This year presented even more challenges to ensuring the integrity and security of open source ecosystems. Open source has been the biggest boon for developers as virtually anyone can use and customize it, usually at no cost, and contribute to the community. What was a way to ensure greater transparency, security and to promote developer collaboration between projects also paved the way for opponents to profit from the cause.
As a security researcher, I have encountered and analyzed incidents this year where over 700 typo-squatting RubyGems packages were used for nothing other than bitcoin mining. Then there’s the popular case of Octopus Scanner, malware that has silently injected its tentacles into at least 26 GitHub projects. These incidents underscore the fact that any open system accessible to the public is also accessible to adversaries and subject to abuse.

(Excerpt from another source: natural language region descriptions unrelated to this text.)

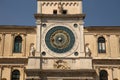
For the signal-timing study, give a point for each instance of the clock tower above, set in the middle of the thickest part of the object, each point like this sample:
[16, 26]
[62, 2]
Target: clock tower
[60, 51]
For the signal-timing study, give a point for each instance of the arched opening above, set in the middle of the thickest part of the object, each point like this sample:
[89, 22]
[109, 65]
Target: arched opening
[101, 45]
[103, 75]
[17, 44]
[15, 75]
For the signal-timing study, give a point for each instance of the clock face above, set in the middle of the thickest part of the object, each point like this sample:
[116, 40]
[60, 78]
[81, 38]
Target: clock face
[60, 39]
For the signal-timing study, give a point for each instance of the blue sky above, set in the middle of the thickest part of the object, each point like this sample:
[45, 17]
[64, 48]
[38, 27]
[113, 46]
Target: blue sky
[98, 12]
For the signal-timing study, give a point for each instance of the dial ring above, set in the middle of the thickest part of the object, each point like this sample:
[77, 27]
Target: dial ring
[60, 39]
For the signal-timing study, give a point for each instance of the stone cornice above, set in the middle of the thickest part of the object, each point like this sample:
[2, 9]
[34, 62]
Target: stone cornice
[101, 28]
[59, 0]
[78, 16]
[13, 60]
[106, 61]
[16, 27]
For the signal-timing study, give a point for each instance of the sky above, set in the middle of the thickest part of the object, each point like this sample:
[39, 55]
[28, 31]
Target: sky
[98, 12]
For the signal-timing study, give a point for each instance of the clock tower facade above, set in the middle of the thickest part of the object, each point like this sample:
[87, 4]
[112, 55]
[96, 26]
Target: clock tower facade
[60, 51]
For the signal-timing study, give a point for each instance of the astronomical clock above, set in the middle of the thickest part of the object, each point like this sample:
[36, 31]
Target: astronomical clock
[59, 41]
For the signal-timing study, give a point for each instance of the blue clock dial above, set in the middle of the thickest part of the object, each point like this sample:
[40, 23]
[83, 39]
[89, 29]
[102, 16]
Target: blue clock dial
[59, 39]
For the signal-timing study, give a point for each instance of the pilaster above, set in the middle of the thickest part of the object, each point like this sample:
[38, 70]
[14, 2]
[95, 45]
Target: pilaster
[110, 73]
[38, 36]
[95, 46]
[119, 72]
[24, 44]
[118, 44]
[0, 72]
[3, 42]
[108, 46]
[12, 44]
[97, 71]
[82, 48]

The above examples focus on malicious components. What about legitimate open source packages with security vulnerabilities that go unnoticed?
A vulnerable or malicious package that ends up in popular repositories, and possibly in your software supply chain, can wreak havoc on your customers. Vulnerable and malicious components have been detected in popular open source repositories such as npm, PyPI, NuGet, and Fedora.
“Over the past few years, we have found that in terms of the total vulnerabilities identified in open source packages across ecosystems, Node.js and Java have traditionally shown the highest number of new vulnerabilities each year,” said the authors of Snyk’s State of Open. Source Security Report 2020.